夜空の下、君と笑おう

 遮光カーテンで真っ暗な部屋の中、隼は誰にも起こされずに目を開けた。
 二度寝しようと再び目を閉じるが、いつものベッドとは違う寝心地に睡魔はやって来ない。仕方がないと隼は小さく息を吐いて、体を起こしソファから立ち上がる。
 洗面所で顔を洗ったところで、隼は海が眠る寝室へと向かう。
 扉を開くと、大きなベッドで眠る海の姿がすぐに見えた。

「……海、おはよう」

 一応声をかけてみたが、海はまだ眠ったままのようだ。海が寝ていることに安堵して、隼はベッドに腰掛ける。

「昨日はごめんね、海」

 昨日の荒れた自分の姿を思い出し、隼は苦笑いしながら海の寝顔を見つめる。
 自分でも驚くほど昨日の隼は途中から我を忘れていた。海を少しからかって、自分にあまり近づかないようにさせればそれでよかった。けれど、海の思いもよらない言葉が隼の引き金になった。
 キスだって、本当にするつもりは無かったのだ。海が思い出すか、両思いになるまではやらないと決めていたのに。
 海を好きになればなるほど、自分でも知らなかった隼の弱い部分が露になる。

「でももう、海は知っちゃったよね。
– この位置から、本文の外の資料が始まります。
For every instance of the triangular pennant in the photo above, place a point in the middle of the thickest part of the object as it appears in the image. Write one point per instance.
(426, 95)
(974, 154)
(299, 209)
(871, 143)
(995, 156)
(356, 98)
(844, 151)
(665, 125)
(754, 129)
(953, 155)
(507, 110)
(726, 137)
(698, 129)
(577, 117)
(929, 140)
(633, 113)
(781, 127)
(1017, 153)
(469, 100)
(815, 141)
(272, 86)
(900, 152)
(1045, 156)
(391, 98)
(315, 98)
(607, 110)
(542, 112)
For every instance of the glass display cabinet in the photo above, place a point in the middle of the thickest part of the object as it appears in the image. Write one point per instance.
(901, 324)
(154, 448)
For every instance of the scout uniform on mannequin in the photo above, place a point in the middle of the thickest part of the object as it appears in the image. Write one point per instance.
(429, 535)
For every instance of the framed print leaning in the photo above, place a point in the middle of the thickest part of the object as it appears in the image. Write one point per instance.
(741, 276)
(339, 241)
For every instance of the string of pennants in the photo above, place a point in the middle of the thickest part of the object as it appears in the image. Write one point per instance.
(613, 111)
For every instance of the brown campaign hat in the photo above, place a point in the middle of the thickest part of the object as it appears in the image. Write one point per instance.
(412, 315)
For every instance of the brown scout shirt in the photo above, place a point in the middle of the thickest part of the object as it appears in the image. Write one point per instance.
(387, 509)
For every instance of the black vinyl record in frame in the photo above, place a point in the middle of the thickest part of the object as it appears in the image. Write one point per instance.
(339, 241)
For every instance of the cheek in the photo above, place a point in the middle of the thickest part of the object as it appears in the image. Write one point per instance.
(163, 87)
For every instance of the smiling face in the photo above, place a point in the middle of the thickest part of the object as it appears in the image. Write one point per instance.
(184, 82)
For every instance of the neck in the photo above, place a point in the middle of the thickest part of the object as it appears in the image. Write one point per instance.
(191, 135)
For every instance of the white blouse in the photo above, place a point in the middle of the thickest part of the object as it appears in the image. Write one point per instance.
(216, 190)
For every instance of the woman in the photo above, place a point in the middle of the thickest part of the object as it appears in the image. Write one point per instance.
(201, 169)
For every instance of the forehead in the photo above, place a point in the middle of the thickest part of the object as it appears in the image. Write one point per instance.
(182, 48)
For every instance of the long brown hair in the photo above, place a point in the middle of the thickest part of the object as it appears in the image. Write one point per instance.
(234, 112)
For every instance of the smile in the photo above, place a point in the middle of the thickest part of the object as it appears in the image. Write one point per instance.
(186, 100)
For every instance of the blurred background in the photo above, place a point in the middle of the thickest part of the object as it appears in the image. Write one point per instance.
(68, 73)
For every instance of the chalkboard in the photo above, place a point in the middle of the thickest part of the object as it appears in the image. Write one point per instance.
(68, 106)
僕の本当の気持ち」

 目を覚ました海は隼の顔を見てどんな反応をするのだろうか。知りたい気持ちともし拒絶されたらと尻込みする気持ちが隼の中でせめぎあう。ここは隼の部屋だから逃げだすことも出来ない。
 複雑な表情で口角を上げて、隼はそっと寝ている海の頬へ手を伸ばす。指先が軽く触れた瞬間、海はいきなり声をあげた。

「ん~……」

 隼が手を引っ込めると、海の目がぱちりと開く。
 しばらく何度か瞬きをした海は、自分の前にいる隼の姿を理解したようで唖然とした表情を隼に向けた。
 海のそんな表情は、隼にとっては容易に想像がついていた。だから優雅に微笑み「おはよう」と告げる。

「よく眠れた?」
「……隼」
「あぁ、君が急にベッドに倒れて眠っちゃったから驚いたよ。でも安心して。僕は寝ている君に悪戯なんてしてないから」

 隼は言葉の裏に、昨日のキスは夢だと仕込ませる。
 しかし海は隼の言葉に安堵したような様子はなく、むしろどこか青ざめた様子で勢いよく起き上がり、そしてベッドの上で正座した。

「海?」

 海の奇行にさすがの隼も意味がわからず首を傾げる。次の瞬間、海はベッドの上で頭を下げた。

「隼、すまん!」
「……え、っと?」

 海の姿勢は所謂土下座だ。謝罪や誠意の意思を見せる時にする姿勢。それはもちろん隼も知っているが、今の海の行為は予想と上手く結びつかない。
 とりあえずと隼が海に顔をあげさせると、海は申し訳なさそうにゆっくりと顔をあげた。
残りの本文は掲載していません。